Il a précisé avoir lui-même parlé par téléphone avec des représentants des insurgés de Lougansk et leur avoir proposé des "compromis", dont la création d'une commission comprenant des représentants ukrainiens et étrangers pour étudier les points de conflits. Il s'est également prononcé pour un renforcement des pouvoirs des administrations locales, jusqu'ici nommées par Kiev. Les protestaires réclament l'organisation de référendums sur l'autonomie régionale ou le rattachement pur et simple à la Russie.
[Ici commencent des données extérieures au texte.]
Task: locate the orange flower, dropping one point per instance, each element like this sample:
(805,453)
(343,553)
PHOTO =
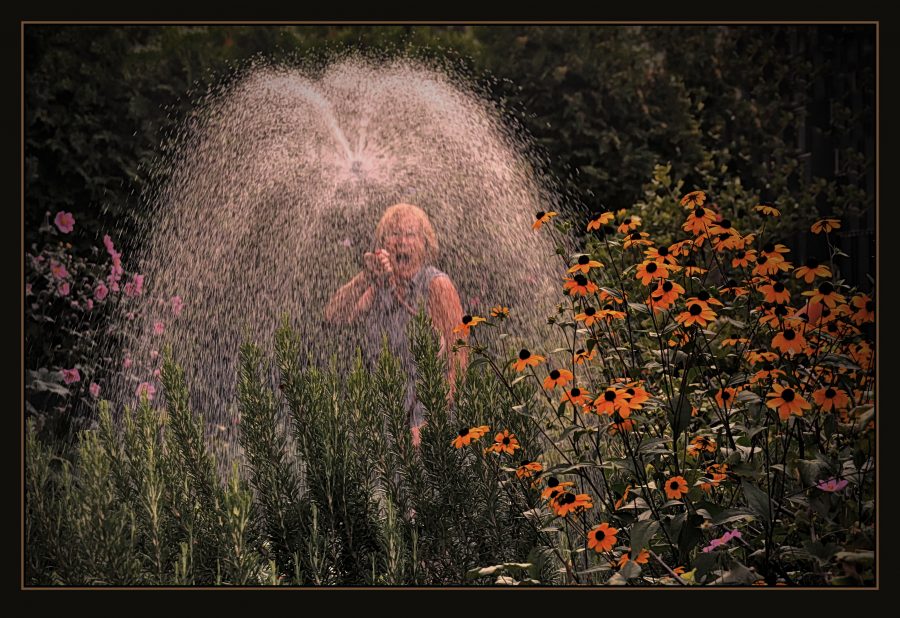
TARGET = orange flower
(527,359)
(697,313)
(602,538)
(825,225)
(541,218)
(583,264)
(557,377)
(468,322)
(579,285)
(786,401)
(831,399)
(504,442)
(468,435)
(676,487)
M. Tourtchinov répondait à un député du Parti des régions, l'ancien parti du président déchu Viktor Ianoukovitch, qui avait proposé mercredi une telle loi d'amnistie. "Il n'y a pas besoin de loi (...) nous pouvons régler ce problème aujourd'hui", a souligné le président par intérim, également président du Parlement, en faisant cette proposition.

Mercredi soir, le vice-Premier ministre Vitali Iarema, envoyé à Donetsk pour résoudre la crise, avait exprimé l'espoir que le siège de quatre jours des locaux de l'administration régionale dans cette ville prenne fin sans violence dans la journée de jeudi "en arrivant à un consensus".

Mercredi matin, Arsen Avakov, ministre de l'Intérieur du gouvernement intérimaire pro-européen au pouvoir à Kiev depuis fin février, avait en revanche menacé d'intervention les séparatistes.

"Pour ceux qui acceptent le dialogue, il y aura une solution politique, quant aux marginaux qui cherchent le conflit, ils recevront une réponse forte," avait-il déclaré en conseil des ministres, avant d'estimer dans un ultimatum voilé que "la crise pourrait être réglée dans les prochaines 48 heures".